Chinese Firms Prefer Dying to Being Bought, JinkoSolar Says
Chinese solar-panel makers, which supply more than half the world market, will respond to the supply glut by shutting factories or their entire businesses rather than merging, a JinkoSolar Holding Co. (JKS) official said.
The weakest companies should “weed out” about 75 percent of output capacity so that China has a “reasonable” 20 gigawatts compared with 75 gigawatts estimated by the second quarter of 2013, Zhang Longgen, chief financial officer of the Shanghai-based solar module maker, said in a Jan. 4 telephone interview.
“We won’t see many mergers and acquisitions at home,” Zhang said. “Many Chinese companies are more willing to die rather than be bought because it is against their culture to be acquired.”
The remarks by JinkoSolar, the eighth-biggest producer, shed light on how China may deal with a global oversupply that it helped provoke by accelerating factory expansion and pushing down product prices by almost 50 percent last year.
The crash helped drive three U.S. solar companies including Solyndra LLC out of business in 2011. Solarworld AG (SWVK) and Q-Cells SE, Germany’s biggest solar cell and panel makers, reported wider-than-expected losses, as demand slows and prices weaken.
The surplus across the solar-components chain that stemmed from cuts in subsidies by European governments and overcapacity has led to speculation that the industry is ripe for consolidation through mergers and acquisitions.
The number of domestic manufacturers will shrink to 15 within five years, according to China’s Energy Research Institute at the National Development and Reform Commission.
“A consolidation through the closure of businesses may be better for the industry as it will ease the oversupply in the entire range of solar products,” Peter Yao, an analyst at Bank of China International Holdings Ltd., said today by phone. “Companies looking to expand may find that it is cheaper to do this organically than buying companies.”
Prices for solar panels, or modules, dropped 47 percent last year to $0.94 a watt after the 10 largest makers of the traditional silicon-based panels, including China’s Suntech Power Holdings Co., the biggest, and No. 2-ranked LDK Solar Co., together doubled production capacity in 2010, according to Bloomberg New Energy Finance. The companies forecast a decline in shipments for the fourth quarter of last year.
LDK is planning the first Chinese purchase in Germany, the world’s biggest market for installations, with its 24.2 million-euro ($31 million) bid for module maker Sunways AG.
The deal sparked speculation that Chinese companies are sizing up assets in Europe. Germany’s Solar-Fabrik AG is in talks with other companies in the industry, including some from China, over possible cooperation agreements, Chief Executive Officer Guenter Weinberger said Jan. 2.
JinkoSolar has no plans to acquire companies abroad, though it is planning a joint venture in Canada to make solar modules to supply the local market, Zhang said, without disclosing details.
The company may also build an assembly plant in the U.S., if the nation sets anti-dumping and countervailing duties on Chinese solar imports, Zhang said. The U.S. Commerce Department will make a preliminary determination Feb. 13 on whether to add tariffs on Chinese solar-equipment imports.

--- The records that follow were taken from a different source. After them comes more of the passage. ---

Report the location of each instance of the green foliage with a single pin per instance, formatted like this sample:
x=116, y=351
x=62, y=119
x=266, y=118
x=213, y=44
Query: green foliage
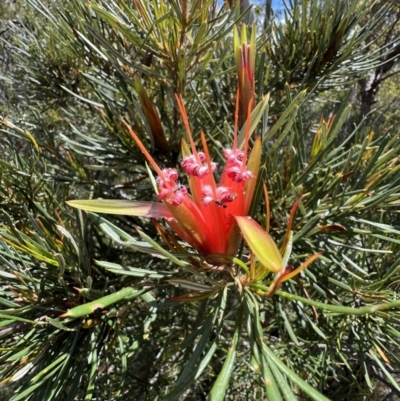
x=87, y=305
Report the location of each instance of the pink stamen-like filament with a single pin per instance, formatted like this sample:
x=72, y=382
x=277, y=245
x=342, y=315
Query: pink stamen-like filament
x=168, y=189
x=223, y=195
x=194, y=168
x=235, y=167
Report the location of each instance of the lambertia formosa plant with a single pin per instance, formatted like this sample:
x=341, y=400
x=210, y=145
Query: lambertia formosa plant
x=251, y=245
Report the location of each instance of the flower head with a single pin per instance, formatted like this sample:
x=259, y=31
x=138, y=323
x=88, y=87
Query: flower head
x=203, y=212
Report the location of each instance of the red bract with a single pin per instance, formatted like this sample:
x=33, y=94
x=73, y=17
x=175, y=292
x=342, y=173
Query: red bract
x=203, y=214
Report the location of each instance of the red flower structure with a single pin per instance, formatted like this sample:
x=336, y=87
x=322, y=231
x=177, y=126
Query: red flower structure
x=203, y=212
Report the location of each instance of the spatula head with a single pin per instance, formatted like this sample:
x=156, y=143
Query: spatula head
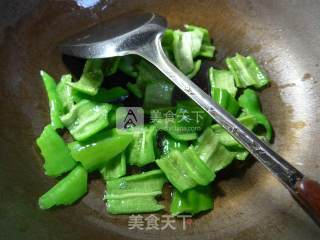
x=117, y=37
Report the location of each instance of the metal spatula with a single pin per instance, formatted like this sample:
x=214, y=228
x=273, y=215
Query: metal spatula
x=140, y=34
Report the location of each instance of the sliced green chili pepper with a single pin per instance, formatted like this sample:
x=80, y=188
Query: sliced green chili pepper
x=185, y=170
x=135, y=194
x=192, y=201
x=250, y=103
x=110, y=66
x=65, y=92
x=66, y=191
x=135, y=90
x=91, y=78
x=196, y=168
x=55, y=152
x=196, y=69
x=190, y=117
x=247, y=72
x=222, y=79
x=182, y=50
x=115, y=168
x=215, y=155
x=225, y=100
x=56, y=107
x=103, y=95
x=175, y=171
x=179, y=133
x=141, y=150
x=127, y=65
x=96, y=152
x=158, y=95
x=86, y=118
x=206, y=49
x=167, y=144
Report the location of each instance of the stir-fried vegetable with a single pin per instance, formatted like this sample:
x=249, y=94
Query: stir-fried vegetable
x=178, y=142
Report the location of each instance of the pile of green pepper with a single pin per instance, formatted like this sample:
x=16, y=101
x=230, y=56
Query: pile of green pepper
x=185, y=149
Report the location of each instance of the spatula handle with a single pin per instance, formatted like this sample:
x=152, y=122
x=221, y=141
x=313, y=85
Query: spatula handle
x=307, y=193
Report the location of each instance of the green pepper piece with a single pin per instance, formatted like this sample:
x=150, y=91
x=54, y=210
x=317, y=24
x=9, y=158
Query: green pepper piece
x=86, y=118
x=110, y=66
x=158, y=95
x=215, y=155
x=170, y=126
x=55, y=152
x=56, y=107
x=167, y=144
x=141, y=150
x=247, y=72
x=91, y=78
x=96, y=152
x=176, y=173
x=206, y=49
x=249, y=121
x=192, y=201
x=250, y=103
x=182, y=51
x=127, y=65
x=115, y=168
x=190, y=117
x=135, y=90
x=195, y=168
x=103, y=95
x=222, y=79
x=225, y=100
x=196, y=69
x=66, y=191
x=136, y=193
x=65, y=92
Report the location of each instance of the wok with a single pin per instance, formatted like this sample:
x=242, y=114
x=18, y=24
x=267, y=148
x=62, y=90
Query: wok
x=249, y=203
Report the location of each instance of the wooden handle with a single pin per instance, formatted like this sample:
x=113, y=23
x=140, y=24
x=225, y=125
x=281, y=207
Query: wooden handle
x=307, y=193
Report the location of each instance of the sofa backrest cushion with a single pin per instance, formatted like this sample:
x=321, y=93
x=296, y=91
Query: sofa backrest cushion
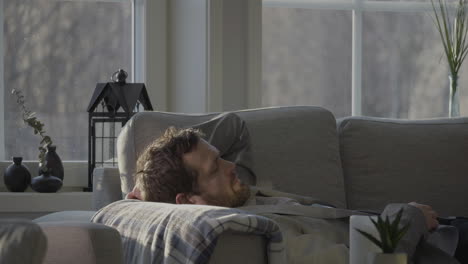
x=295, y=149
x=387, y=160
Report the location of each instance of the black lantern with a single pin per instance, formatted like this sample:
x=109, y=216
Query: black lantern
x=111, y=106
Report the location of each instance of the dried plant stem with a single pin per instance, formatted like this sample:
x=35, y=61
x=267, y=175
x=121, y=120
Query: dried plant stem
x=453, y=32
x=31, y=120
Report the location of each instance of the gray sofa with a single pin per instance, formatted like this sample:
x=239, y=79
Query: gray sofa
x=355, y=162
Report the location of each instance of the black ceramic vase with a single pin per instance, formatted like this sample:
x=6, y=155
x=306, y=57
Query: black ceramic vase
x=17, y=177
x=46, y=183
x=53, y=163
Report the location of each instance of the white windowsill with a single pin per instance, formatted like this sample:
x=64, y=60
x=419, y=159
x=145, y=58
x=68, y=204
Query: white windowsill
x=75, y=174
x=28, y=202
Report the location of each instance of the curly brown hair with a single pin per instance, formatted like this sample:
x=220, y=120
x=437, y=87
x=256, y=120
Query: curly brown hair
x=161, y=173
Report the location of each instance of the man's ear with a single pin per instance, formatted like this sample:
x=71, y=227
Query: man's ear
x=182, y=198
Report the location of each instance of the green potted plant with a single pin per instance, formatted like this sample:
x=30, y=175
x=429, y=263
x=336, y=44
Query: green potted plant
x=453, y=30
x=389, y=234
x=50, y=175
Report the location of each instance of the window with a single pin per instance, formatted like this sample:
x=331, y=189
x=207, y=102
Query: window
x=399, y=68
x=56, y=52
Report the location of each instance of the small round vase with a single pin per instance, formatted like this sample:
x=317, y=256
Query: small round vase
x=17, y=177
x=53, y=163
x=454, y=99
x=387, y=258
x=46, y=183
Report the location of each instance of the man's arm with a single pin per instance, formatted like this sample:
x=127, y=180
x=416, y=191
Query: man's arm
x=417, y=230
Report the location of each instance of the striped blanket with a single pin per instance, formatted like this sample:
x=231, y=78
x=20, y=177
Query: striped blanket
x=167, y=233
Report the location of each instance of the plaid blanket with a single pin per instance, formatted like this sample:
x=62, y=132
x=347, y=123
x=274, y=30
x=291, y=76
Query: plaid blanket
x=167, y=233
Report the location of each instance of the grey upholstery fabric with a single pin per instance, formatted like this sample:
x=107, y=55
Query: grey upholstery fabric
x=83, y=216
x=106, y=187
x=80, y=242
x=390, y=161
x=241, y=248
x=295, y=149
x=21, y=242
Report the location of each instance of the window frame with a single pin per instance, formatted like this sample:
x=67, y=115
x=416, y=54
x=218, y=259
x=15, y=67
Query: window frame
x=357, y=7
x=138, y=67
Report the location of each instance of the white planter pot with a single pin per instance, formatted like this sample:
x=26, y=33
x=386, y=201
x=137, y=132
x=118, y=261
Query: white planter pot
x=385, y=258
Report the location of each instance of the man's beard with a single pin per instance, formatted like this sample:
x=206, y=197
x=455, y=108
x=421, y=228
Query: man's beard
x=238, y=199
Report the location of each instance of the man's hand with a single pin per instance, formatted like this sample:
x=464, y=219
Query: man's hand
x=429, y=214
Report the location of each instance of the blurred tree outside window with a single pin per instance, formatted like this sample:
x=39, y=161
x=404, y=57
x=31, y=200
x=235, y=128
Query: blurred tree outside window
x=56, y=52
x=307, y=61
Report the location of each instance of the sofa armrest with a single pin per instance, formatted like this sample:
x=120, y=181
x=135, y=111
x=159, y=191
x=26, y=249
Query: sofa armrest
x=106, y=187
x=81, y=243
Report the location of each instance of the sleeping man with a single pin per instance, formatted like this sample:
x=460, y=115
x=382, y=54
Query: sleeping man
x=181, y=167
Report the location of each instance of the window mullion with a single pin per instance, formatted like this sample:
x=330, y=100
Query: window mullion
x=356, y=68
x=2, y=88
x=138, y=40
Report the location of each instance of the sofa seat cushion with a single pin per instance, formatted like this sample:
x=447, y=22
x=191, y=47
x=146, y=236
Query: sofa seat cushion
x=294, y=149
x=21, y=241
x=391, y=161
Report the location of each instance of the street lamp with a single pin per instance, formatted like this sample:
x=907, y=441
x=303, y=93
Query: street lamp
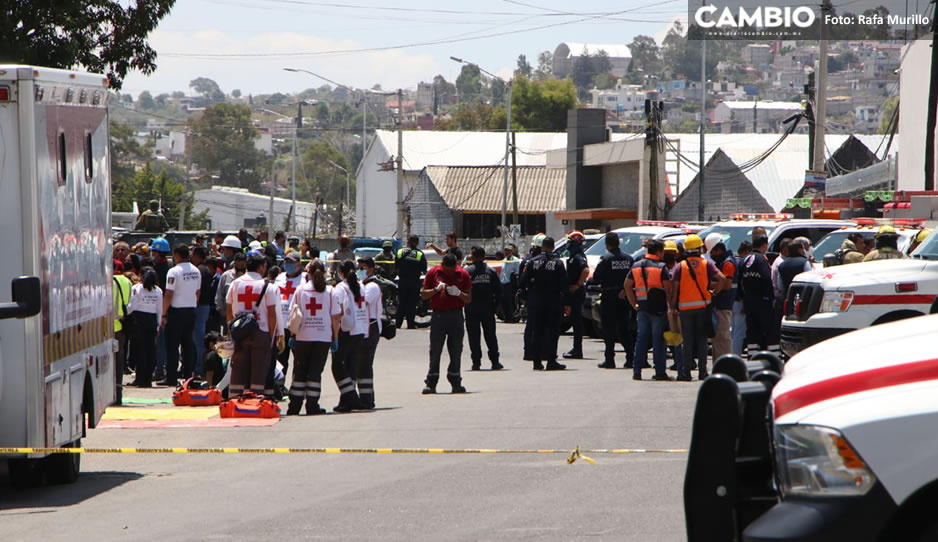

U.S. manufacturers said they are being harmed because China’s government uses cash grants, discounts on raw materials, preferential loans and tax incentives, and manipulates its currency to boost exports of solar cells, the device attached to panels that converts sunlight into electricity.
The global supply glut will lead to intense competition among Chinese manufactures, Zhang said. State-owned companies and those whose shares are listed in China are the likeliest to survive the shakeout, he said.
“The power of these companies is very incredible as they have enough capital to overcome difficult market conditions,” he said. “They can shut factories temporarily and resume production when the market recovers.”
There is a “small” chance that prices start to recover in the third quarter, Zhang predicted. “We hope the recovery takes a little longer to stabilize the industry and drive the weakest out of the business.”
Prices of modules may decline further, especially if spot prices of polysilicon, their raw material, continue to slump, he said. Polysilicon prices declined 62 percent in 2011.
Zhang expects demand for the industry in the first quarter of 2012 to fall 10 to 20 percent from the fourth quarter.
“I’m not optimistic about a recovery in global demand,” he said, though the company plans to maintain its production capacity of 1.2 gigawatts this year, Zhang said.